Edge Impulse announced its new object detection algorithm, dubbed Faster Objects, More Objects (FOMO), targeting extremely power and memory constrained computer vision applications.
Some quotes from their blog:
FOMO is a ground-breaking algorithm that brings real-time object detection, tracking and counting to microcontrollers for the first time. FOMO is 30x faster than MobileNet SSD and runs in <200K of RAM. To give you an idea, we have seen results around 30 fps on the Arduino Nicla Vision (Cortex-M7 MCU) using 245K RAM.
Since object detection models are making a more complex decision than object classification models they are often larger (in parameters) and require more data to train. This is why we hardly see any of these models running on microcontrollers.

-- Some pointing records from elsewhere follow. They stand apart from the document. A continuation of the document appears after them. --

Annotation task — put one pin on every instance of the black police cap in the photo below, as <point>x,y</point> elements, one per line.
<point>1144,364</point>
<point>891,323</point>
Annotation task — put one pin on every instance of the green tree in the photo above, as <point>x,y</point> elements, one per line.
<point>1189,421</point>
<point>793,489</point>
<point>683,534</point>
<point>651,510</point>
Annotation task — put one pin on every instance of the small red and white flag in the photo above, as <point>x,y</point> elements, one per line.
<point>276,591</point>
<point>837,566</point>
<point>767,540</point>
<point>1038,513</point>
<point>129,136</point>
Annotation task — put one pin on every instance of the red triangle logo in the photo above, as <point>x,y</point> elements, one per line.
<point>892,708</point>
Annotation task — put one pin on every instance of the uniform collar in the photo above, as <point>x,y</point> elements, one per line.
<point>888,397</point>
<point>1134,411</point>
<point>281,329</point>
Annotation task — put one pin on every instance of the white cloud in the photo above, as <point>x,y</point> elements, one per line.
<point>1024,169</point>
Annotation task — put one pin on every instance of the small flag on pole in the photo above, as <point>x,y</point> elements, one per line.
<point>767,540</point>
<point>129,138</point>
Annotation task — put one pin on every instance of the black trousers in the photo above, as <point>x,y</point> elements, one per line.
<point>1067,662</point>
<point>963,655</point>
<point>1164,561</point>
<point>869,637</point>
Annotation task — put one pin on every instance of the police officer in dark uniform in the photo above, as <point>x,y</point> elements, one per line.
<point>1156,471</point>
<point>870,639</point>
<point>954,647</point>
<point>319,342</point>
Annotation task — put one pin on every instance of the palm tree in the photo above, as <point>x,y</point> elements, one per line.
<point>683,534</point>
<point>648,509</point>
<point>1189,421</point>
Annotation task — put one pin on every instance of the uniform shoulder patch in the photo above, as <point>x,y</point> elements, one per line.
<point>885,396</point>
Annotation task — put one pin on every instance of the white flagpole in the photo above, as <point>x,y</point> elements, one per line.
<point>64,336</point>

The FOMO model provides a variant in between; a simplified version of object detection that is suitable for many use cases where the position of the objects in the image is needed but when a large or complex model cannot be used due to resource constraints on the device.
It's nice to see they are up-front about the limitations of their method:
Works better if the objects have a similar size
FOMO can be thought of as object detection where the bounding boxes are all square and, with the default configuration, 1/8th of the resolution of the input. This means it operates best when the objects are all of a similar size. For many use cases, for example, those with a fixed location of the camera, it isn't a problem.
Objects shouldn’t be too close to each other.
If your classes are “screw,” “nail,” “bolt,” each cell (or grid) will be either “screw,” “nail,” “bolt,” and "background.” It's thus not possible to detect distinct objects where their centroids occupy the same cell in the output. It is possible, though, to increase the resolution of the image (or to decrease the heat map factor) to reduce this limitation.
They shows various demo applications such as object detection, counting and tracking.